宜江大學是綜合類院校,雖然理工科見長,但男女生比例也有將近六比四,相當均衡。
學校裡美女不少,像榕榆所在的傳媒學院更是不缺漂亮女生,連叫得出名字的自媒體小網紅都有好幾個。
平心而論,梁意星人在其中,算不上是最漂亮的那個梯隊。
若是要分類,她屬於是清秀款。
尖下巴,黑長直,皮膚雪白,穿著休閒,不施粉黛。
站在那裡,就是一副柔軟又脆弱的小白花氣質。
自然,是沒有豔麗精致的大美女那麼吸睛,但卻很容易令人生出保護欲,是這個年紀的男生最喜歡的類型。
況且,她那一雙眼睛確實極為漂亮。
圓杏眼的形狀,睫毛纖長濃密,瞳孔不是普通亞洲人那種烏漆漆的純黑,而是琥珀一般的淺棕色,仿佛有泉水在其中流淌。
眼眸稍稍一轉,便是顧盼生輝,叫人難以移目。
從大一到大三,學校裡追過梁意星的男生實在不少,上課路上被搭訕不說,偷拍照都上過好幾回表白牆。
榕榆看得出來,梁意星長相柔弱無害,實則本性並不脆弱,是十分堅定倔強的女生。
思及此,她頓時放下心來,不再過多追問。
“不說這事了……等會兒買完飯我去外麵買奶茶,你要嗎?”
梁意星連忙說:“我去買吧。我請你喝,感謝你最近幫我帶飯啦。

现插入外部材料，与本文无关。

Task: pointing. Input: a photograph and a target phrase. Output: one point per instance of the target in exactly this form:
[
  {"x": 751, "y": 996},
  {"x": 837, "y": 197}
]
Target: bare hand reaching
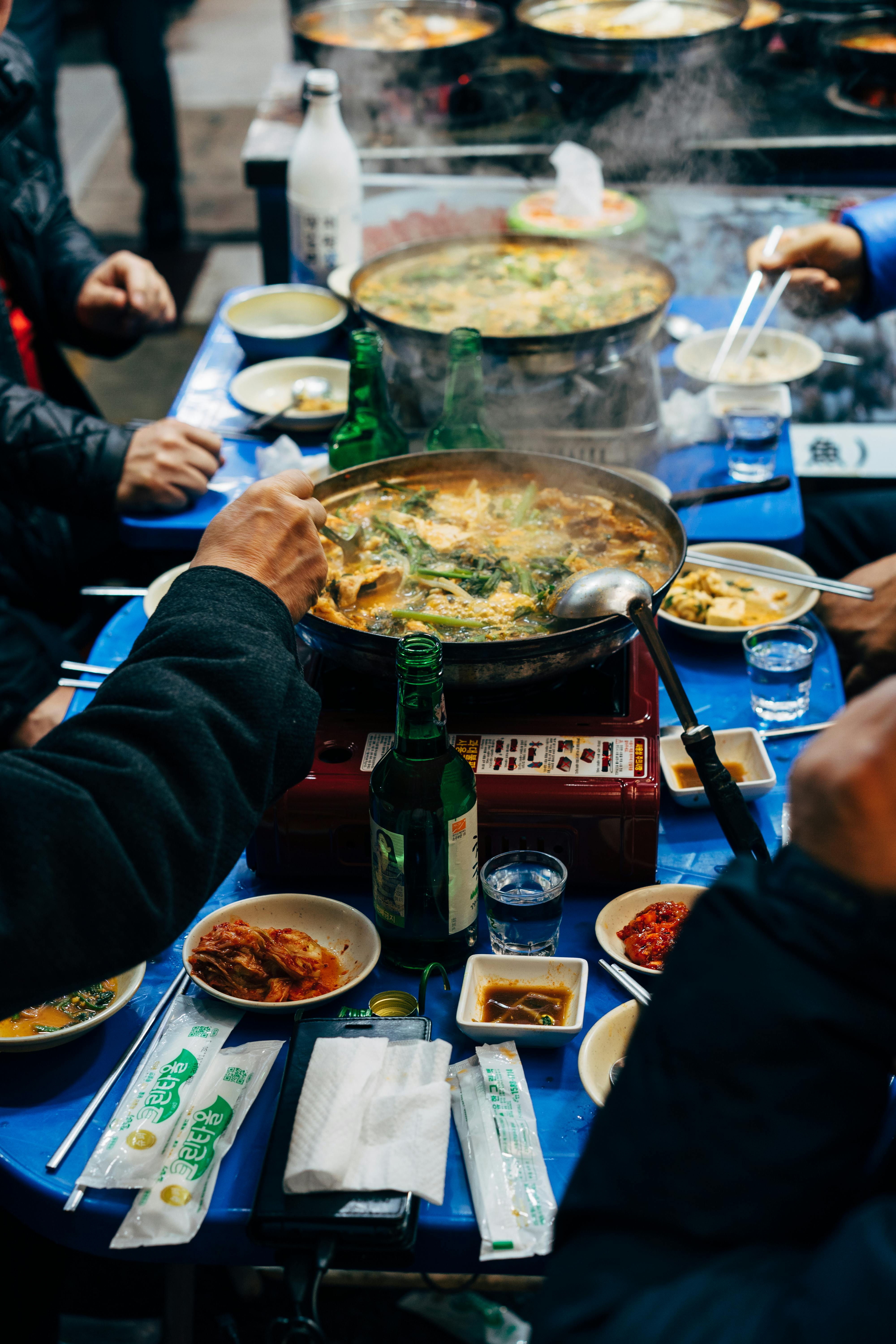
[
  {"x": 843, "y": 791},
  {"x": 827, "y": 263},
  {"x": 271, "y": 533},
  {"x": 125, "y": 296}
]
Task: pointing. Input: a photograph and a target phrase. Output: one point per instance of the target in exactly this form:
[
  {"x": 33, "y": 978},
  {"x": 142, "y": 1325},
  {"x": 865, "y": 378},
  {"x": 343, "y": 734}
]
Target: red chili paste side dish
[{"x": 653, "y": 932}]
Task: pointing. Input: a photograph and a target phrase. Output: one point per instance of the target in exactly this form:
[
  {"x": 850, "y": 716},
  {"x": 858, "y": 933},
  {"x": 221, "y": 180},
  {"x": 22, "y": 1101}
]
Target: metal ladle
[
  {"x": 613, "y": 592},
  {"x": 312, "y": 386}
]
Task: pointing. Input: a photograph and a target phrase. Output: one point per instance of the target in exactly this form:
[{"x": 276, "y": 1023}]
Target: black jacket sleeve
[
  {"x": 119, "y": 827},
  {"x": 729, "y": 1193},
  {"x": 58, "y": 457}
]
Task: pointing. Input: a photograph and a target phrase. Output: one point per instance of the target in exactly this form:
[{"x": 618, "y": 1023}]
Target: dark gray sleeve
[{"x": 119, "y": 827}]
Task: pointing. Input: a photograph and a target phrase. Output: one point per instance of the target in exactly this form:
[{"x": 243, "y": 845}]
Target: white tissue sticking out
[
  {"x": 284, "y": 456},
  {"x": 579, "y": 182},
  {"x": 373, "y": 1117}
]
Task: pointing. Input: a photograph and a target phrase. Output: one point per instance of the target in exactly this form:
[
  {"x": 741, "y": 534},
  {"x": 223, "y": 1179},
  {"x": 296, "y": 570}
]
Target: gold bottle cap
[{"x": 394, "y": 1003}]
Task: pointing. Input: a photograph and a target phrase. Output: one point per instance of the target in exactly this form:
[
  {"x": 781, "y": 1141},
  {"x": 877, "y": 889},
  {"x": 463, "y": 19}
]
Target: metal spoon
[
  {"x": 303, "y": 388},
  {"x": 622, "y": 593}
]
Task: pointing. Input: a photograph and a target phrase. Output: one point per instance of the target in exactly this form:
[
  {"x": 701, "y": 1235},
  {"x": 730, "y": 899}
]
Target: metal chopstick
[
  {"x": 86, "y": 667},
  {"x": 88, "y": 1113},
  {"x": 627, "y": 982},
  {"x": 765, "y": 572},
  {"x": 772, "y": 303},
  {"x": 795, "y": 730},
  {"x": 750, "y": 293}
]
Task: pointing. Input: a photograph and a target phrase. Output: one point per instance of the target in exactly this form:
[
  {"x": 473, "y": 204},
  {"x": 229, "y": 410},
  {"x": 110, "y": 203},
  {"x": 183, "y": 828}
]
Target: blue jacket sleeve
[{"x": 877, "y": 222}]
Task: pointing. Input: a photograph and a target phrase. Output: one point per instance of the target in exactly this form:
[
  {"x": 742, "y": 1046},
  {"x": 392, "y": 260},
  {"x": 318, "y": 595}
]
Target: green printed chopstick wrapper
[
  {"x": 171, "y": 1212},
  {"x": 134, "y": 1143}
]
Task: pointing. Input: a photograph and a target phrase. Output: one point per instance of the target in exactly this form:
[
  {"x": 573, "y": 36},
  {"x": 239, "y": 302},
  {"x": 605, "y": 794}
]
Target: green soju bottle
[
  {"x": 460, "y": 425},
  {"x": 424, "y": 827},
  {"x": 369, "y": 431}
]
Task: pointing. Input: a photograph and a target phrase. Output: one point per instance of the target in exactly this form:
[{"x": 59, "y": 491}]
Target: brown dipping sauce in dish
[{"x": 524, "y": 1006}]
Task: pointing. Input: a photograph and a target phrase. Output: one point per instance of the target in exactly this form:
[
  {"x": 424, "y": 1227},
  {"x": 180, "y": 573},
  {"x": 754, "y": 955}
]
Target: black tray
[{"x": 381, "y": 1220}]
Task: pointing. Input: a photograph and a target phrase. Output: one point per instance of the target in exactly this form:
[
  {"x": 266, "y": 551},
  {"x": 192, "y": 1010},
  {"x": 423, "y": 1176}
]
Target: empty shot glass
[
  {"x": 780, "y": 660},
  {"x": 753, "y": 436},
  {"x": 523, "y": 892}
]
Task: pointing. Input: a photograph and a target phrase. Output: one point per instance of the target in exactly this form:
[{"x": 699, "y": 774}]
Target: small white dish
[
  {"x": 605, "y": 1044},
  {"x": 129, "y": 983},
  {"x": 618, "y": 913},
  {"x": 265, "y": 388},
  {"x": 330, "y": 923},
  {"x": 778, "y": 357},
  {"x": 800, "y": 601},
  {"x": 276, "y": 320},
  {"x": 743, "y": 745},
  {"x": 485, "y": 968}
]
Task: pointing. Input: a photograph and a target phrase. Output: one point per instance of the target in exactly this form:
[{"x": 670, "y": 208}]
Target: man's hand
[
  {"x": 864, "y": 632},
  {"x": 827, "y": 263},
  {"x": 843, "y": 791},
  {"x": 167, "y": 466},
  {"x": 125, "y": 296},
  {"x": 271, "y": 533}
]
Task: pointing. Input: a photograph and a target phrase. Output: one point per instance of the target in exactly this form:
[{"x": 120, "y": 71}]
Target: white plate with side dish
[{"x": 795, "y": 604}]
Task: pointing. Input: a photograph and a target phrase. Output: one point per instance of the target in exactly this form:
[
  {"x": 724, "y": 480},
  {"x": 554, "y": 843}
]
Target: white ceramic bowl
[
  {"x": 264, "y": 388},
  {"x": 330, "y": 923},
  {"x": 799, "y": 600},
  {"x": 743, "y": 745},
  {"x": 778, "y": 357},
  {"x": 618, "y": 913},
  {"x": 605, "y": 1044},
  {"x": 129, "y": 983},
  {"x": 484, "y": 968},
  {"x": 277, "y": 320}
]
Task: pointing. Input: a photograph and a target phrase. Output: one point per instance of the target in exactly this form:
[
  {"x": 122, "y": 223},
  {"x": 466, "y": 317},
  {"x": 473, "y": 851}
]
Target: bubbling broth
[
  {"x": 476, "y": 560},
  {"x": 527, "y": 1006}
]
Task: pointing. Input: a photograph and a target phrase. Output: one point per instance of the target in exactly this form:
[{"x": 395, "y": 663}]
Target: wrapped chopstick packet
[
  {"x": 171, "y": 1212},
  {"x": 131, "y": 1150}
]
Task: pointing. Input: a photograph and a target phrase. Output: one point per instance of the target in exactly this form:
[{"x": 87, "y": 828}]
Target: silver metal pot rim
[{"x": 520, "y": 343}]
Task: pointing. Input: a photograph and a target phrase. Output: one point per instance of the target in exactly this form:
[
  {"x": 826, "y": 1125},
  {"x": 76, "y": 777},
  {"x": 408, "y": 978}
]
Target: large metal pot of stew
[{"x": 468, "y": 546}]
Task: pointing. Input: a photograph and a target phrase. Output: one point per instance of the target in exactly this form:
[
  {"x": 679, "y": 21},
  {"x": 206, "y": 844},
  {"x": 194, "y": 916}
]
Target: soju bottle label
[
  {"x": 388, "y": 857},
  {"x": 464, "y": 870}
]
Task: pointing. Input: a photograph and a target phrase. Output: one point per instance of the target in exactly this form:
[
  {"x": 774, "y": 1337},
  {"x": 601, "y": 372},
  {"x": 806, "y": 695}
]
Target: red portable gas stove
[{"x": 569, "y": 768}]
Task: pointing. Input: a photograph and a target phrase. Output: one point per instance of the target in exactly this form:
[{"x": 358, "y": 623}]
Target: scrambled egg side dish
[
  {"x": 714, "y": 599},
  {"x": 476, "y": 560},
  {"x": 514, "y": 289}
]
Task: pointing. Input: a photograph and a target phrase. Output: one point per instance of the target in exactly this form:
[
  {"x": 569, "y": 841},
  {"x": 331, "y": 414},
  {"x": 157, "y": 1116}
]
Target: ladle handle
[{"x": 723, "y": 795}]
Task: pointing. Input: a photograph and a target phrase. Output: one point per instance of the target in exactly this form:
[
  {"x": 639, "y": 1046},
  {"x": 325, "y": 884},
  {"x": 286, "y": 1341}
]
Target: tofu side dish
[{"x": 710, "y": 597}]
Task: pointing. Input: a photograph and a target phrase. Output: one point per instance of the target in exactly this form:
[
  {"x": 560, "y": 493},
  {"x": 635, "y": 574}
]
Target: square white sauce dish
[{"x": 528, "y": 988}]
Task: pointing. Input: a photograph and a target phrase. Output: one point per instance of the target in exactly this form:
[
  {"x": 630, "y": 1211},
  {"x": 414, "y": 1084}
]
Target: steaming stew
[
  {"x": 629, "y": 22},
  {"x": 390, "y": 29},
  {"x": 514, "y": 289},
  {"x": 475, "y": 560}
]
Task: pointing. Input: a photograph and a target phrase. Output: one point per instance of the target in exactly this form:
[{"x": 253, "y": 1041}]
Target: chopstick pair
[
  {"x": 765, "y": 572},
  {"x": 624, "y": 979}
]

”
榕榆:“行啊,那我可得點個貴的。你現在不是富二代了,可彆被我喝窮咯。”
兩人相視一笑。
外頭,天色放晴,正是春日好景。
-
周五傍晚。
又到兩天休息日,宜江大學的校園裡,氣氛比往常更熱鬨一些。
除了社團活動之類的,還有不少周末回家的學生,三三兩兩地拖著行李箱,邊說邊笑,紮堆往校車站走去。
梁意星剛走出實驗室,立馬接到了易霄的電話。
像是卡著時間點、特地算好的一樣。
她心裡一緊,走到走廊角落,接起電話,“……喂。”
電話那頭,易霄慢悠悠地低笑了一聲,開口:“小阿星,下課了嗎?”
他自作主張地換了稱呼。
顯得親昵而輕佻,和那些個“小乖”有異曲同工之妙。
梁意星蹙了蹙眉,沉默一瞬,才“嗯”了一聲。
易霄:“那你馬上出來吧。司機在你們學校等你。周末我們去玩點好玩的。”
“……”
梁意星可不覺得,他口中所謂的“好玩”,會和十來年前的歡樂穀一樣、真的叫人覺得快樂起來。
但她沒得拒絕。
梁意星深吸一口氣,垂下眼,又輕輕“嗯”了一聲,“好,知道了。”
易霄當即報出一串車牌號。
“車在你們寢室樓下。”
說完,他毫不留情地切斷電話,頗有點冷酷無情、殺伐決斷的意思。
梁意星在原地駐足,片刻後,才轉身大步離開。
……
走出實驗樓。
倏地,有人在後麵喊了聲梁意星的名字:“梁意星!”
梁意星腳步一頓,回過頭。
不遠處,一個高大的男生正衝她揮手。
這麼冷的天,他隻穿短袖短褲,像是剛運動完,額上有汗,手臂裡還夾了隻籃球。
梁意星有些訝然,“……卓嚴學長?”
卓嚴三兩步跑上前來,一步跨到梁意星麵前,笑著開口:“你終於回來上課了啊,家裡一切還好嗎?”
卓嚴是大四畢業生,和梁意星同專業,算是直係學長。
這棟實驗樓屬於化學係,兩人都在這裡上實驗課,出入難免遇上。
加上卓嚴成績好,脾氣也好,有時候會被老師派過來指點學弟學妹們。
兩人前兩年就已經認識。
不過,卓嚴去年已經保研成功,確定要在本校繼續攻讀研究生,前途既定。現在又是大四最後兩個月,畢業論文應當早就交了,也沒必要到實驗室來。
他像是特意過來找人的。
思及此,梁意星霎時間有些無措,聲音低了些,“一切都好。謝謝學長關心。”
卓嚴恍若未覺,還是笑得沒心沒肺的模樣。
加上生得高大俊朗,濃眉大眼,活脫脫一個陽光男大學生的形象,叫人不好意思冷臉揣度。
他點點頭,自顧自地繼續問:“五一放假你有什麼安排了嗎?”
梁意星思忖一瞬,“可能,還不確定。”
卓嚴:“這樣啊……那去不去山上露營?”
“露營?”
“嗯,大四最後一年了,怕以後沒這種悠閒的假期了,就想著找機會出去玩唄。就我和另外幾個化學係的同學,大三大二的都有,差不多十來個人。你應該也有認識的。我想著,你要不要和我們一起去散散心?”
聽起來是集體活動,說來倒也沒什麼不合適的。
不過,梁意星的時間尚不是自己的,依舊還是擺手拒絕,“抱歉,我還是想休息一下,趁假期,補一些作業。”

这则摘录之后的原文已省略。